It has been a tradition for our family to make at least one summer trip to Turkey Run Park. Having two fearless sons, it seemed more practical than visiting the art museum or anything else with breakables in an enclosed space. And now that we have a kicking-climbing-yelling-shooting grandson it doesn't appear the tradition is going to fade away anytime soon.
To be blunt, it's a place where you can turn the little heathens loose and let them burn up a lot of energy. It won't cost you much but a few Band-Aids.
We had heard rumors that the pedestrian suspension bridge across Sugar Creek was closed. This was cause for significant concern, as the bridge was the connection to our favorite trails in the park.
But we packed up our cooler and the 4-year-old and went anyway. Surely the Turkey Run official people would have made some alternate arrangements to cross the river, I reasoned. Maybe a rope to swing across? A ferry? Strategically placed rocks?
That something was a note on the brochure that we must follow trail one to the "Narrows Covered Bridge" in order to access the other side of the park.

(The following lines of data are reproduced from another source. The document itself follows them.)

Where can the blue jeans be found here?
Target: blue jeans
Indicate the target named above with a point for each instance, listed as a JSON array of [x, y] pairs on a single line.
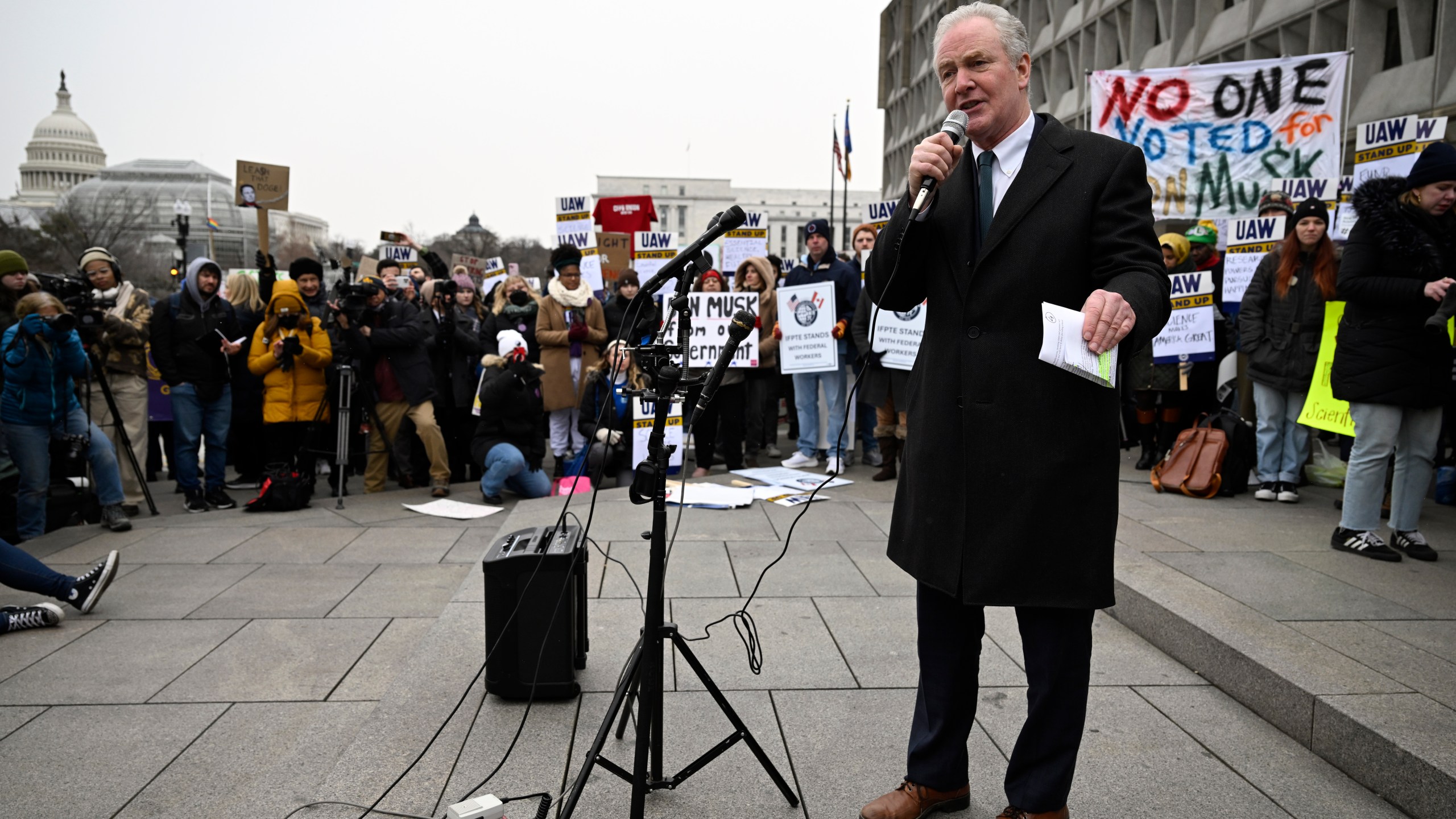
[[31, 452], [805, 400], [506, 467], [1283, 442], [19, 570], [1379, 429], [191, 420]]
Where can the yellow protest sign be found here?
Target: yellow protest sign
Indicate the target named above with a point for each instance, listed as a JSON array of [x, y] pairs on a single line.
[[1322, 410]]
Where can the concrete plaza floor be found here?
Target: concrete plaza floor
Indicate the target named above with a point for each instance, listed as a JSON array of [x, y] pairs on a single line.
[[246, 664]]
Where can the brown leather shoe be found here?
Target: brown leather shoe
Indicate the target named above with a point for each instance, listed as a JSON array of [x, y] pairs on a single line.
[[1012, 812], [913, 802]]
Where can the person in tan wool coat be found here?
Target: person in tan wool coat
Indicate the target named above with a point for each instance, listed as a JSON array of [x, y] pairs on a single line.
[[570, 328]]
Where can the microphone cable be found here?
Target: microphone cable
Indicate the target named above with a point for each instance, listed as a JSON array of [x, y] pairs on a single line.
[[743, 623]]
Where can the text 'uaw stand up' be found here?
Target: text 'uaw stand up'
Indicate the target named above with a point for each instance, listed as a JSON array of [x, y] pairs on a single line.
[[643, 678]]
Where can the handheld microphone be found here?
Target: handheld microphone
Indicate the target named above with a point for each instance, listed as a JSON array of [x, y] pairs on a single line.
[[739, 330], [727, 221], [954, 127]]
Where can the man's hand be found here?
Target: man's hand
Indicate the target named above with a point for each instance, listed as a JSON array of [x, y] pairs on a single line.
[[935, 158], [1438, 289], [1108, 320]]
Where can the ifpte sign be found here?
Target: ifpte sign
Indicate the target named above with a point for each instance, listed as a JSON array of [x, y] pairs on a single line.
[[261, 185]]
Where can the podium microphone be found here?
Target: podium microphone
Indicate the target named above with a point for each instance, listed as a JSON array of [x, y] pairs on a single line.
[[739, 328], [954, 127]]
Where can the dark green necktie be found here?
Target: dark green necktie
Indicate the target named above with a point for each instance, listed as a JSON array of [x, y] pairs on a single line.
[[987, 191]]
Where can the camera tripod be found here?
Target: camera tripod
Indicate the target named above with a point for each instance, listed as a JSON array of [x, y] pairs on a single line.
[[643, 677], [120, 424]]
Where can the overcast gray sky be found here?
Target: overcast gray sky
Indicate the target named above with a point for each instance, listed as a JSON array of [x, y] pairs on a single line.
[[420, 113]]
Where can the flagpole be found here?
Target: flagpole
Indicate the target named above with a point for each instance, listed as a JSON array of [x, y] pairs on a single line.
[[832, 172]]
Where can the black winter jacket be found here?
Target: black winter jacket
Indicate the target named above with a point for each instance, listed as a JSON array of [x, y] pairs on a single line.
[[1282, 336], [1384, 353], [511, 411], [188, 350], [396, 333], [453, 353]]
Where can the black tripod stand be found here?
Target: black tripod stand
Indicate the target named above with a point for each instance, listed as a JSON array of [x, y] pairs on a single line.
[[643, 678]]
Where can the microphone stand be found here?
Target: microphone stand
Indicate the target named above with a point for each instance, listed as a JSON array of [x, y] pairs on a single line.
[[643, 677]]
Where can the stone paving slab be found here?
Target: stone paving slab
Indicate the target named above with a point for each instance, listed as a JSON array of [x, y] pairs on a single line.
[[386, 659], [733, 786], [118, 662], [1398, 745], [284, 591], [799, 651], [1135, 760], [292, 544], [391, 545], [257, 760], [849, 747], [1289, 774], [1283, 589], [404, 591], [110, 754], [807, 569], [276, 659]]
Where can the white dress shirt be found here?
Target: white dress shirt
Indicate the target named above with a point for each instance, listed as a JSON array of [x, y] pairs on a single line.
[[1010, 155]]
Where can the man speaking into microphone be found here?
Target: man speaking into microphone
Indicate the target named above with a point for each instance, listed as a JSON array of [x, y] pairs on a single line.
[[1010, 486]]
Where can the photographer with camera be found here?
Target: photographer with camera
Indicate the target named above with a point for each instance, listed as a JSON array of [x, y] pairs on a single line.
[[123, 354], [43, 354], [455, 346], [290, 351], [388, 336], [193, 336]]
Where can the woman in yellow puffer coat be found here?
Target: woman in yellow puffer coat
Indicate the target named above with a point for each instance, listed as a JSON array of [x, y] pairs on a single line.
[[290, 351]]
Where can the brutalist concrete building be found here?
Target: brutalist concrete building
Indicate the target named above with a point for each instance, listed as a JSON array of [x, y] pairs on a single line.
[[1404, 55]]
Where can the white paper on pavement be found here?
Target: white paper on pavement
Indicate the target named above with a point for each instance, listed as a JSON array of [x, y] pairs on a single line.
[[791, 478], [1062, 346], [453, 509]]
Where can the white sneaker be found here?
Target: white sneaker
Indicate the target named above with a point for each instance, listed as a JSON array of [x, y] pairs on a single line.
[[799, 460]]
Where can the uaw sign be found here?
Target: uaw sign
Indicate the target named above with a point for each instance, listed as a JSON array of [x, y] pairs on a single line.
[[1213, 136]]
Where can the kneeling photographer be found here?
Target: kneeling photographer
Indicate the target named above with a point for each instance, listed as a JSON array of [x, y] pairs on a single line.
[[290, 351], [43, 354], [123, 354]]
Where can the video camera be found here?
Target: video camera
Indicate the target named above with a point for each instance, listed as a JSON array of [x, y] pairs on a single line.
[[89, 312]]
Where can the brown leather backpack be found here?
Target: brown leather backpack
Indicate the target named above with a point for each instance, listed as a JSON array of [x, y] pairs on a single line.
[[1194, 464]]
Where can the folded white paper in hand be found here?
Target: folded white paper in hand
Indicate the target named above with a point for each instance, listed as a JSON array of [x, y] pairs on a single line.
[[1062, 346]]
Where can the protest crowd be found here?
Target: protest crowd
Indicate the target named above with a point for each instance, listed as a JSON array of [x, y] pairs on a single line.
[[448, 384]]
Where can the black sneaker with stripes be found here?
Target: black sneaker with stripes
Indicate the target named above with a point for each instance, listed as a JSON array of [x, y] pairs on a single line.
[[1363, 544]]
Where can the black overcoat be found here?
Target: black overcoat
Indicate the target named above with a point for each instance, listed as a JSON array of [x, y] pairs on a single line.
[[1010, 487]]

This was great news. There was another bridge, another way to cross the river. Problem solved. Plus it sounded like a nice bridge with a roof and everything.
We set out on our quest to find the Narrows Covered Bridge.
About one-half mile into the treacherous, bug infested, muddy and sometimes water-logged journey, my grandson Cayden stopped and pointed up toward a boulder perched at the top of a steep hill.
"Papaw I wanna cwimb up there."
My husband Seth, who was sweating so profusely he looked like he had been swimming with his clothes on, glared at his grandson.